Если бактерию, уже зараженную Т-четным фагом, спустя несколько минут вновь

инфицируют этим же фагом, то второй контингент фага не участвует в

размножении (так называемое исключение при суперинфекции) и не передает

своей ДНК потомству. Было показано, что ДНК фаговых частиц, попавших в

клетку при повторном заражении, разрушается (разрушение при

суперинфекции). Оба этих процесса находятся под контролем активируемых в

клетке-хозяине фаговых генов, функция которых может нарушаться при

соответствующих мутациях.

Сборка вирионов

В отличие от ранних этапов развития фага ход сборки капсидов и полных

вирионов не программируется последовательной экспрессией фаговых генов. По-

видимому, все белки вириона и другие поздние белки, как, например, лизоцим

фага, синтезируются более или менее одновременно и, накапливаясь, образуют

«фонд предшественников». Отсюда они извлекаются путем прямого

специфического взаимодействия с другими белковыми молекулами, в результате

чего возникают субструктуры, которые затем собираются уже в цельные

вирионы. Общий ход сборки стал понятен из результатов опытов in vivo с

мутантными фагами и при изучении лизатов; однако после того, как была

открыта возможность сборки предобразованных фаговых предшественников in

vitro, с помощью этого эффективного метода было получено много новых

данных. Сборка вириона состоит из четырех основных этапов, приводящих к

образованию промежуточных структур, взаимодействующих между собой лишь в

определенных критических точках.

Базальная пластинка фагового отростка построена из 15 белков, в синтезе

которых , кроме основных ,участвуют и некоторые другие гены. Весьма

интересно, что пластинка содержит, по-видимому, несколько молекул двух

кодируемых фагом ферментов - дигидрофолатредуктазы и тимидилатсинтетазы, а

также некоторое количество фолиевой кислоты.

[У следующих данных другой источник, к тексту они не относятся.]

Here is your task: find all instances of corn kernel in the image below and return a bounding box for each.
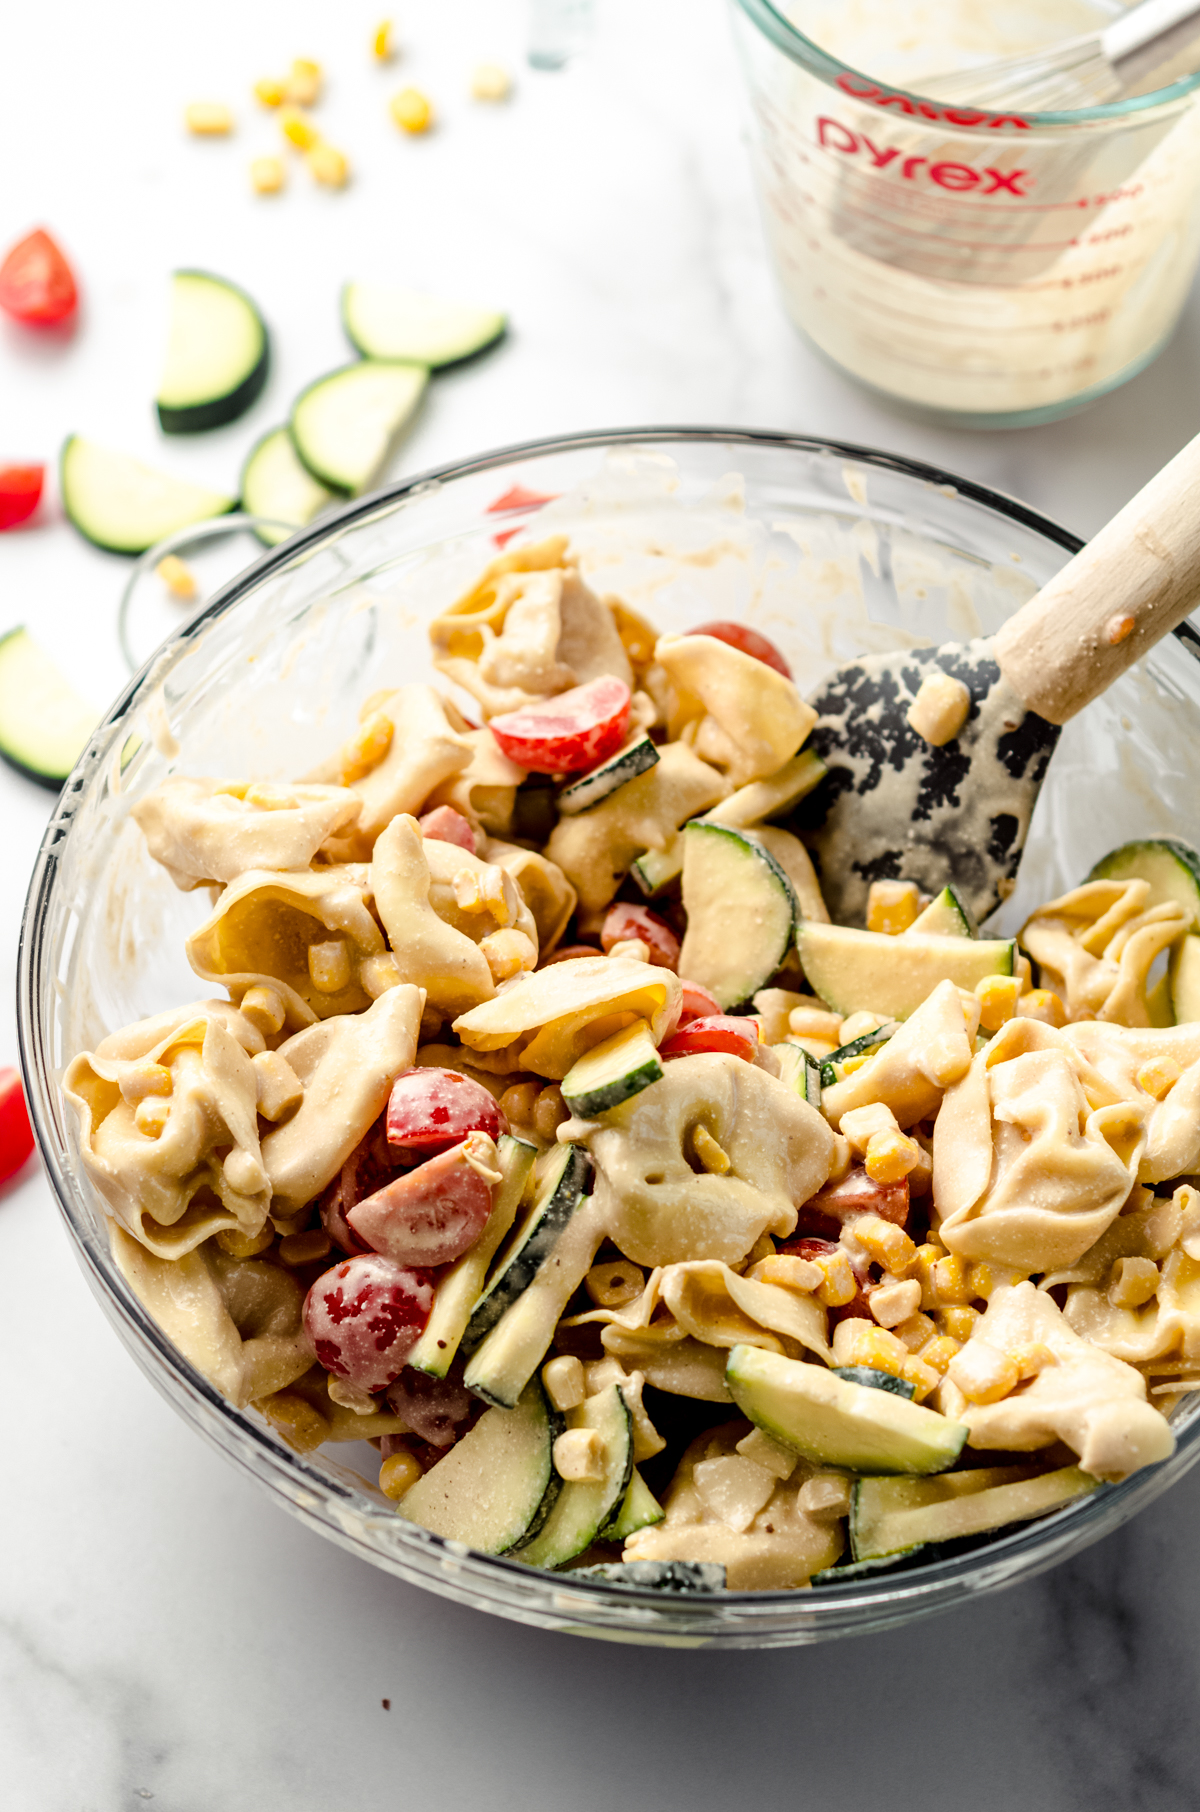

Собранная базальная пластинка после присоединения к ней белка гена Б4

служит затравкой для сборки стержня отростка, состоящего из 144 молекул

продукта гена 19. Вокруг стержня происходит сборка чехла, представляющего

собой полимер, построенный из 144 молекул продукта гена 18. Продукты двух

других генов стабилизируют всю эту структуру. Непонятно, каким образом

достигается постоянство длины стержня при сборке. Возможно, что существуют

еще какие-то линейные белки, отмеряющие нужное расстояние, или контакт с

базальной пластинкой придает субъединицам стержня такую специфическую

конформацию, которая имеет минимум свободной энергии только в случае

определенного размера стержня. Эта последняя гипотеза указывает на то, что

процесс сборки, возможно, не является чисто механическим.

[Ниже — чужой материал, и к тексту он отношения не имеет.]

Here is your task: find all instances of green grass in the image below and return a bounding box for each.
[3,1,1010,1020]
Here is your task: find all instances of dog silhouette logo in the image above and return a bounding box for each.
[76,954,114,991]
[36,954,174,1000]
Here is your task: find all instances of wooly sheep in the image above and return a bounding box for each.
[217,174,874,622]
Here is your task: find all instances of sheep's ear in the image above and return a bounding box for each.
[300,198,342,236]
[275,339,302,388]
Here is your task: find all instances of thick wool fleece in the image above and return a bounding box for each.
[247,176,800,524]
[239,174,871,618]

Оболочка фаговой головки, построенная из более чем 10 белков, образуется в

результате активности многих генов. Основной из них представляет собой

продукт гена 23, входящий в состав законченной головки лишь после

отщепления от основного полипептида фрагмента с мол. весом 10000.

Протеолиз осуществляется главным образом продуктом гена 22, а также,

возможно, гена 21, отсутствующим в зрелом вирионе. Однако белок гена 22

представляет собой, по существу, внутренний белок, превращающийся в ,конце

концов, в результате самопереваривания в мелкие пептиды, причем некоторые

из них остаются в головке фага. Здесь присутствуют также и другие

внутренние белки, подвергающиеся частичному перевариванию белком гена 22.

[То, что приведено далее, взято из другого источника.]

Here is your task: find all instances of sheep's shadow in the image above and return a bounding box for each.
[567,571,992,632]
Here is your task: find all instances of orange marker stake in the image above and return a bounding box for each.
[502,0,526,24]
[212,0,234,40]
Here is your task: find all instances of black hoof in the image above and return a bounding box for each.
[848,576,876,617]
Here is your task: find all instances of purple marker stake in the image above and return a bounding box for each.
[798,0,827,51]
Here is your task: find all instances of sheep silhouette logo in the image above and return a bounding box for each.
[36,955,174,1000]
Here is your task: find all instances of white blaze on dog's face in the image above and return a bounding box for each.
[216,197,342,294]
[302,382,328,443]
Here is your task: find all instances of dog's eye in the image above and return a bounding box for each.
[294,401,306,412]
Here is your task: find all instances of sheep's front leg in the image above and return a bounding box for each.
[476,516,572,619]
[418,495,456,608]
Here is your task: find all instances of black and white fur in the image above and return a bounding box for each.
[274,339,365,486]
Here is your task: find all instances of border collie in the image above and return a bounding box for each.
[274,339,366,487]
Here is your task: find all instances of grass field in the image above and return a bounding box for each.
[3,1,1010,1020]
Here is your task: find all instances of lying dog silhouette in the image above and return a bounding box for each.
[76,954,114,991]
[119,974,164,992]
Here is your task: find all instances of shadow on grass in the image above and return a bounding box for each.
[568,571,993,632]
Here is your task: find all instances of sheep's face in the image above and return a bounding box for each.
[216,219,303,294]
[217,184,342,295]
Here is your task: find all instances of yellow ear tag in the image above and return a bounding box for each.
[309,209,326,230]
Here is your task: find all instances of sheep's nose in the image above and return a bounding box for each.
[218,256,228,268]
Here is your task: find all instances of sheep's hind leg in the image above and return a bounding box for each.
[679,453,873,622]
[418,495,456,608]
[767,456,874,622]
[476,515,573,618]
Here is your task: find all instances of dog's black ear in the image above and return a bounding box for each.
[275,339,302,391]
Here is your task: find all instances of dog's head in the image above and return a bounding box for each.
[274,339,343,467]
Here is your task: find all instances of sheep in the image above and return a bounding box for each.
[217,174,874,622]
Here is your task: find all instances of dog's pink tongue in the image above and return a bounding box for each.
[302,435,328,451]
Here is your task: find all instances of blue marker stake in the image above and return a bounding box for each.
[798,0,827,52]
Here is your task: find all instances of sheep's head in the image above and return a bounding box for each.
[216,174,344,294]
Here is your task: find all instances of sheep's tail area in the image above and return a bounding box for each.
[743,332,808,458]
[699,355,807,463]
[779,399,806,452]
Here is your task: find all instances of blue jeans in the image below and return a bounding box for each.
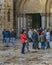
[46,41,50,49]
[11,37,16,47]
[41,41,45,49]
[26,42,29,51]
[21,43,25,54]
[5,38,9,47]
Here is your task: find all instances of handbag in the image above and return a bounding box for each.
[25,40,27,43]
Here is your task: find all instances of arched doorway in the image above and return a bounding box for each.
[14,0,47,37]
[26,13,41,29]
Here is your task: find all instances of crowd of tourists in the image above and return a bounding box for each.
[2,28,52,54]
[2,29,16,47]
[20,28,52,54]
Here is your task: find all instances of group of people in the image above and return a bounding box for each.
[2,29,16,47]
[20,28,51,54]
[2,27,51,54]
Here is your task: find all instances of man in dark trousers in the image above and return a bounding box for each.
[10,29,16,47]
[32,29,38,49]
[4,29,10,47]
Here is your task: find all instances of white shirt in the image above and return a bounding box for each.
[28,30,32,38]
[46,32,50,40]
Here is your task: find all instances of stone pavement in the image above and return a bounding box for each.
[0,39,52,65]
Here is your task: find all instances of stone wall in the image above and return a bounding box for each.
[0,0,4,38]
[0,0,13,38]
[4,0,13,30]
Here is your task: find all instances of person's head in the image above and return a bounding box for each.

После окончания раздельной сборки головки и отростка они самопроизвольно

объединяются как in vitro, так и in vivo.

Нити отростка состоят из продуктов четырех генов. Их сборка идет

независимо, но прикрепляются они к базальной пластинке только после

соединения головки и отростка. Для этой реакции нужен белок гена 63, а

также взаимодействие с «усиками», которые прикреплены к воротничку,

расположенному между головкой и отростком.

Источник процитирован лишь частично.